The plan is to subdivide the heritage buildings into individual ownership on the 106.5-hectare site, while still providing community access.
One of the developers, George Fendyk, said residents at the meeting had urged him to keep fighting and not lose hope.
“This list of conditions is not a permit, it’s dribble,” he said.
“There are so many holes and it states that we have to submit a plan for this and a report for that, and that’s before we even get a permit.
“If we do all of these reports and by the time we get all of this done, it’s going to be years.
“The worst thing about this is that we are under their power, they have the right to say they are not happy and then we go all over again.
“It’s not as if we have set black and white rules to follow and that will be it, there’s no end to it.”
Mr Fendyk said the appeal, with a hearing scheduled for March, would be the last chance to save the site.
He aims to collect up to 500 signatures.
Before the meeting started, Beechworth businessman Greg Clydesdale expressed that the development was an important issue, not only for Beechworth, but for the entire Indigo Shire.
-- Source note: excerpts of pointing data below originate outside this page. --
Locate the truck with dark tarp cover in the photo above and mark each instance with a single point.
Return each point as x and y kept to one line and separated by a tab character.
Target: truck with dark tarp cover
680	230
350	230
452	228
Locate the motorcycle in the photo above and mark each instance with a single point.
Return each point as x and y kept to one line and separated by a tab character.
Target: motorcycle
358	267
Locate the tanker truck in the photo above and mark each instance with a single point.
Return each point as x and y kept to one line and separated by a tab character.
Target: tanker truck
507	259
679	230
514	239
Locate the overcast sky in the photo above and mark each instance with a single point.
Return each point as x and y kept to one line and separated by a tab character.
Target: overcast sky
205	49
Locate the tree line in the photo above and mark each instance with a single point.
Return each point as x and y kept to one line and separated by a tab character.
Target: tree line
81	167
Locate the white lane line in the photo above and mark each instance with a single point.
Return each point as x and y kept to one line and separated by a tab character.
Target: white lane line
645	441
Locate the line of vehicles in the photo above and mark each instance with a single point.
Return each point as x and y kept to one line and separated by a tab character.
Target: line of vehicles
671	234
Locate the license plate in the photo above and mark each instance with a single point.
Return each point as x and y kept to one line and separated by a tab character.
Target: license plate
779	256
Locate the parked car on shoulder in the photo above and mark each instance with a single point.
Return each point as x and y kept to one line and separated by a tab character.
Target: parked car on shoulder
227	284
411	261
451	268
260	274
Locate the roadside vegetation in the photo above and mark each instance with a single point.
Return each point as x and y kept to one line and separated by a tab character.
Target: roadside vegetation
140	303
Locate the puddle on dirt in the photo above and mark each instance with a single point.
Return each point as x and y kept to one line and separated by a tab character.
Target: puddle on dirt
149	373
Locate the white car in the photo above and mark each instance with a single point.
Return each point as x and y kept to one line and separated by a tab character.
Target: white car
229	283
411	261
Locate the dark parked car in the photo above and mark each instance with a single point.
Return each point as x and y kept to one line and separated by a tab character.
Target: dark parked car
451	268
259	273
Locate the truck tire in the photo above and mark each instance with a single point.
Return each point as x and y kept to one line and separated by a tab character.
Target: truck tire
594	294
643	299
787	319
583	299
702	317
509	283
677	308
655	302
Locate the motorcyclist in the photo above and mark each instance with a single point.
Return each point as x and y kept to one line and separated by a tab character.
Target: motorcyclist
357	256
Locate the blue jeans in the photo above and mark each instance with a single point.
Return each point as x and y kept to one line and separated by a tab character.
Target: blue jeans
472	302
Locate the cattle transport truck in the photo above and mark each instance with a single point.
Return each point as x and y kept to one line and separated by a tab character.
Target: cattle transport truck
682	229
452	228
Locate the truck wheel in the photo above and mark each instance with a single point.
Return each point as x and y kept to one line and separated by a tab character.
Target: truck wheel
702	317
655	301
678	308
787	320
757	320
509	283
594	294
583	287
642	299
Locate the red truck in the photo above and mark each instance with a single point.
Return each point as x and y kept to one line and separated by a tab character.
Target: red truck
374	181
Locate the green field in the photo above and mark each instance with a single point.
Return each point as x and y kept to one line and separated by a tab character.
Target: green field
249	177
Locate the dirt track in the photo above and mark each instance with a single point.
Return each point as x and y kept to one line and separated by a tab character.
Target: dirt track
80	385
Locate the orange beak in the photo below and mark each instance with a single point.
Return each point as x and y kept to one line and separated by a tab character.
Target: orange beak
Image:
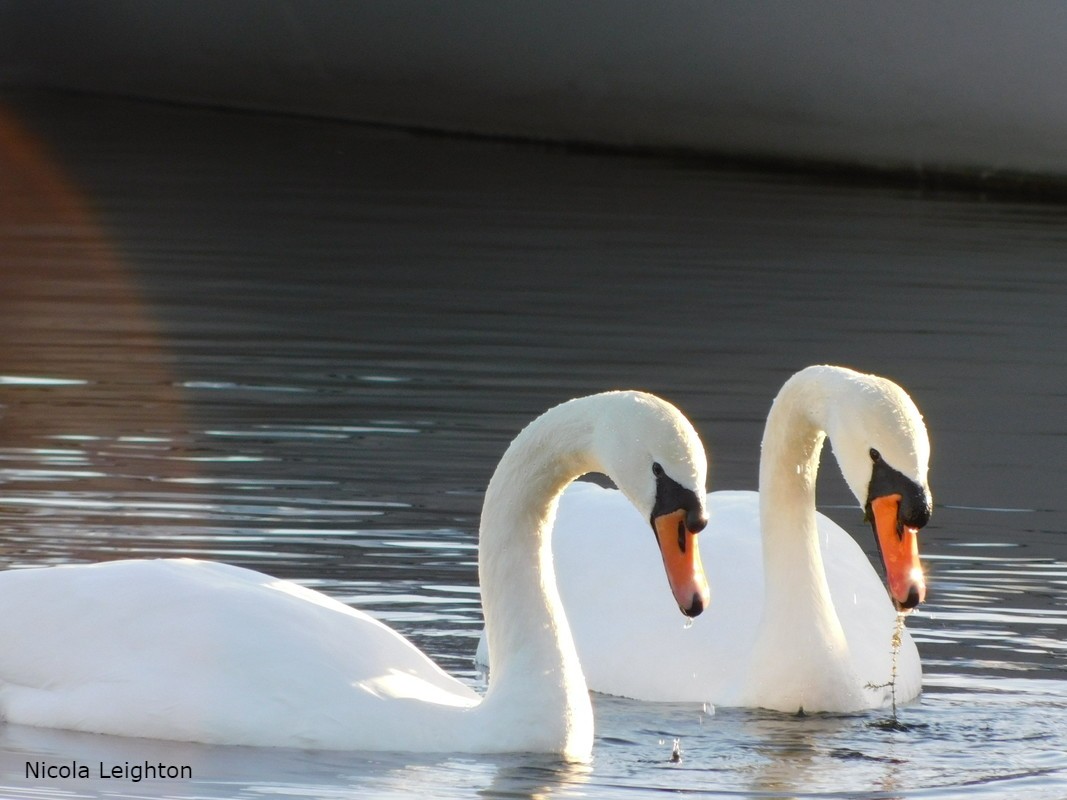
900	553
679	547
“I am interested in what Heritage Victoria is saying that is going to put a barrier in front of George and Geoff doing what they have always said they would do, which is to make sure this site is handled sympathetically and ensuring community access,” he said.
“When it was up for sale the Friends of Beechworth and the whole Beechworth community was interested in ensuring it stayed as a community feature, rather than a private feature.”
During the meeting Eldorado’s Lachlan Buchan proposed the government fix up the buildings of those which the developers could not afford.
“I reckon if the government can give grants to private enterprises like B and B’s, then why can’t the government do up the buildings that you can’t afford to?” he asked.
But Mr Fendyk rejected the idea, saying that government grants could run out and the government in power could change.
Another resident Lyndan Blackman stood up at the meeting and thanked Mr Fendyk and the other developers for putting their dedication and finances into the project.
Her speech received a large applause from the crowd that included Indigo mayor Bernard Gaffney, Indigo chief executive Gerry Smith, and Indigo Shire councillors Roberta Horne and Barb Murdoch.
Cr Gaffney has welcomed the appeal over the conditions.